Cette affaire est particulièrement remarquable pour plusieurs raisons. Premièrement, l’événement était une hémorragie rétinienne diffuse plutôt qu’une hémorragie vitrée plus typique. Deuxièmement, elle est survenue après la 12e injection, soulevant des questions sur les effets cumulatifs potentiels ou les changements vasculaires à long terme dans un œil traité de façon chronique. Enfin, le profil à haut risque du patient — incluant un diabète mal contrôlé, une hypertension et un glaucome néovasculaire — crée un tableau clinique complexe où les facteurs systémiques ont probablement joué un rôle significatif. La présentation de cet événement rare offre une opportunité précieuse d’explorer les mécanismes potentiels, d’affiner les stratégies de prise en charge et d’éclairer les discussions sur le consentement pour les patients à haut risque suivant une thérapie anti-VEGF à long terme.
Présentation de l’affaire
Une femme de 56 ans s’est présentée pour sa 12e injection intravitréenne de conbercept en raison de l’aggravation de l’acuité visuelle (AV) de son œil droit. Les antécédents médicaux comprenaient un diabète sucré de type 2 sur 26 ans avec un A1c de l’hémoglobine de 8,9 % (1 mois avant la présentation), une hypertension non contrôlée de 5 ans (maximum 160/95 mmHg), une insuffisance rénale chronique et une maladie coronarienne. L’histoire oculaire incluait la RDP. Le patient avait subi une photocoagulation pan-rétinienne aux deux yeux et reçu 11 injections bilatérales intravitréennes de Conbercept (IVC) (0,5 mg/0,05 mL par œil) sur 12 mois.

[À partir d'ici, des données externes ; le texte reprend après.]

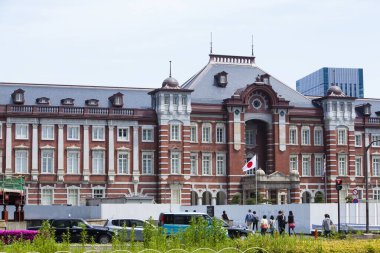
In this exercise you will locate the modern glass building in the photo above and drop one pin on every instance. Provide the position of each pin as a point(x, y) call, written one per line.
point(350, 80)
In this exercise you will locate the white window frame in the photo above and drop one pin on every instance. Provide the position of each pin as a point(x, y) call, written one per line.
point(305, 135)
point(220, 164)
point(342, 165)
point(122, 137)
point(194, 133)
point(306, 165)
point(193, 164)
point(47, 132)
point(293, 135)
point(73, 133)
point(70, 195)
point(98, 162)
point(175, 162)
point(22, 131)
point(123, 162)
point(72, 165)
point(21, 167)
point(147, 134)
point(207, 164)
point(98, 133)
point(147, 162)
point(220, 133)
point(318, 136)
point(206, 133)
point(358, 166)
point(47, 161)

Diagnostic, évaluation et plan
Lors de l’examen initial, la meilleure acuité visuelle corrigée (BCVA) était de 20/25 à l’œil droit et le mouvement de la main à l’œil gauche. La pression intraoculaire (PIO) était de 36,3 mmHg à droite et de 18,1 mmHg à gauche. L’examen à la lampe fente a révélé une légère hyperémie conjonctivale dans l’œil droit, une cornée claire, une chambre antérieure profonde et calme, ainsi qu’une pupille d’environ 3 mm de diamètre avec un réflexe lumineux lent. Une néovascularisation de l’iris (NVI) a été observée, avec un cristallin intraoculaire (LIO) bien positionné et une opacité vitrée. L’œil gauche ne présentait pas d’hyperémie conjonctivale, une cornée claire, une chambre antérieure profonde, une pupille d’environ 6 mm de diamètre sans réflexe lumineux, une LIO bien positionnée et une opacité vitrée.
L’examen du fond d’œil droit a révélé des hémorragies rétiniennes dispersées, des exsudats durs et des microanévrismes (Figure 1A). Dans l’œil gauche, de nombreuses membranes néovasculaires ont été observées sur le disque optique et la zone maculaire, entraînant un décollement de la rétine tractionnelle. La tomographie par cohérence optique (OCT) a révélé plusieurs lésions hyperréfléchissantes intrarétiniennes avec ombre à l’œil droit (Figure 1B).
Le patient a été diagnostiqué avec une rétinopathie diabétique proliférative bilatérale (RDP) compliquée par un glaucome néovasculaire (NVG). Le plan de traitement comprenait l’administration de la douzième injection intravitréenne de conbercept dans l’œil droit.